• U.S.

Army & Navy: More Thunderbolts

2 minute read
TIME

The fighter plane-of-the-year is headed for quantity production. Republic Aviation Corp.’s sleek brute of the substratosphere, the P-47 Thunderbolt (TIME, Jan. 12), has released its design to other manufacturers. That much, and no more. Army censorship allowed Republic to announce last week in its annual statement to stockholders.

To airmen who have flown the Thunderbolt, a slick-handling job for all its weight (around 13,500-lb., about the same as an old Ford trimotor transport), this was news, good & hot. At Republic’s Long Island plant, P-47 was already in production. But if the heavily armed and armored fighter is to do the job the Air Forces says it can, more room for growth is needed than there is in Republic’s big, spanking-new plant.

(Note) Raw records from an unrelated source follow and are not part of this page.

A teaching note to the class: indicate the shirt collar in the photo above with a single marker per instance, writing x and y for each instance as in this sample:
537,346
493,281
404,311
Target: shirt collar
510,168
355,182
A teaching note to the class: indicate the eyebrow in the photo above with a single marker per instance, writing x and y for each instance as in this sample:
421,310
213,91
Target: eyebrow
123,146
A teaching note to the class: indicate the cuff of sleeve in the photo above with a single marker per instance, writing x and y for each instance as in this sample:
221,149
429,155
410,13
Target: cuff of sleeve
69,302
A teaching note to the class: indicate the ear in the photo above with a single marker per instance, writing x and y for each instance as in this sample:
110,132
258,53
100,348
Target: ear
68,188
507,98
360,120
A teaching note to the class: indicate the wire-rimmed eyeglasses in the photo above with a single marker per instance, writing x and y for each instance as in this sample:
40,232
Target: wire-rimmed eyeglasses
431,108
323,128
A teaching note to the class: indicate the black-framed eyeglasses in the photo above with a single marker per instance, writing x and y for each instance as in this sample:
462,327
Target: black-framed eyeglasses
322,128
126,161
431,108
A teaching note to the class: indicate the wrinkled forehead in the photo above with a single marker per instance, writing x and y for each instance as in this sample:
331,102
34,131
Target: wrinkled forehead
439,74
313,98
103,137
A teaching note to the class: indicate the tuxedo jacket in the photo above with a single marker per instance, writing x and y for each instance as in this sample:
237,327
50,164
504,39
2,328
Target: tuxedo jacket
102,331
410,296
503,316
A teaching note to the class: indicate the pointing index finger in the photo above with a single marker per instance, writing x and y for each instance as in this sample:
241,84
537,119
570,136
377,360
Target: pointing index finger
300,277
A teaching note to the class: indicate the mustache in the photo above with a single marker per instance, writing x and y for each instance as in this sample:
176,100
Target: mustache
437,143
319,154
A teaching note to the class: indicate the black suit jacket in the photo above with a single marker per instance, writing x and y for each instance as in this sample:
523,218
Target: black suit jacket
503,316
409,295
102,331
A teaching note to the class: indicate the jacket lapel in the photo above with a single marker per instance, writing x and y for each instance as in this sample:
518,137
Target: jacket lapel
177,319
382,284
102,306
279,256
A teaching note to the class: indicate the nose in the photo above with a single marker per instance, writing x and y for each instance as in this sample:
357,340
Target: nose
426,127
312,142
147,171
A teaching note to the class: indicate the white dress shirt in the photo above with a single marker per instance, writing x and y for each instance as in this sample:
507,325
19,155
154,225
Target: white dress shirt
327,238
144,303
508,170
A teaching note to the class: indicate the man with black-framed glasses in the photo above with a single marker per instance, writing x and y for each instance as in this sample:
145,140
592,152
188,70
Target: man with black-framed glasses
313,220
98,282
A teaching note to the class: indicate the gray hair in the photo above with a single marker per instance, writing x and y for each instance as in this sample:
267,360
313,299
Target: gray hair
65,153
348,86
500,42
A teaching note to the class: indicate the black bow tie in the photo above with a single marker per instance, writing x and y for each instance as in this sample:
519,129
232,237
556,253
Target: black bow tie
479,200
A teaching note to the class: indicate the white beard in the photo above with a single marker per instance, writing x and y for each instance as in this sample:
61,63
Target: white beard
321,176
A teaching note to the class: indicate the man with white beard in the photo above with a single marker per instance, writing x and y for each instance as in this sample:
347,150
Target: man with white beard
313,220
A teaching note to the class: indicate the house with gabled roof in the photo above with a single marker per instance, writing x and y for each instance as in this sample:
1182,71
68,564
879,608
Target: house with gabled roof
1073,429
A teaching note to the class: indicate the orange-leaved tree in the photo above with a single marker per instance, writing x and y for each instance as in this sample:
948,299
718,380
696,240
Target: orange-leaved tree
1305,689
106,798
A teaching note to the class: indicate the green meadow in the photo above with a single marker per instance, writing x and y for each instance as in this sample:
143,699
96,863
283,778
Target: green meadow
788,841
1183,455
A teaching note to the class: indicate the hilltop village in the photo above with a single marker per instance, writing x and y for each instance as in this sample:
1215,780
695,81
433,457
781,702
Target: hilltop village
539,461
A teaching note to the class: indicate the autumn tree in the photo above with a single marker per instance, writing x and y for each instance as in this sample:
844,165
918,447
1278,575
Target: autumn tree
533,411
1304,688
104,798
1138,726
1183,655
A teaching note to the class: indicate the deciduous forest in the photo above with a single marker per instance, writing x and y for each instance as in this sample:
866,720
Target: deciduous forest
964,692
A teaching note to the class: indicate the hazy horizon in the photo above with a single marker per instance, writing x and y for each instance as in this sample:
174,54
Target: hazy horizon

Pleased as anyone at the Air Forces’ recognition of P-47’s good qualities was the Thunderbolt’s father, a quiet, wiry onetime Russian Army artillerist named Alexander Kartveli. In the great group effort of aviation design, many a man who has put new craft in the air has escaped public attention. One such is 45-year-old Designer Kartveli.

After World War I, Artillerist Kartveli went to France, studied aeronautics, supported himself for a year by a trapeze act in a circus. Meanwhile he learned to fly. His passion was the all-metal airplane. He designed one in 1927—a failure. But by last fall he was a recognized designer at Republic, the head of a department of 200 engineers (who call him Mister).

P-47 was his design from the first sheet of paper up, but when Republic set out to patent it in his name they ran into Kartveli trouble. Three days were lost persuading stubborn Alexander Kartveli that he should sign the application alone, and not, as he insisted, append the names of some 125 engineer helpers.

Today Bachelor Kartveli, like other top-drawer ideamen in aviation, is busy about next year’s design. But sometimes he goes out on the field to watch his 2,000-h.p. (Pratt & Whitney) Thunderbolt in the air. He’s proud of the beast. “A nice plane,” he admits, in an accent tinged with French, rather than Russian. “But she’s too big.” Airmen who fly the beast could argue with him, but they don’t. They know it’s an esthete’s criticism.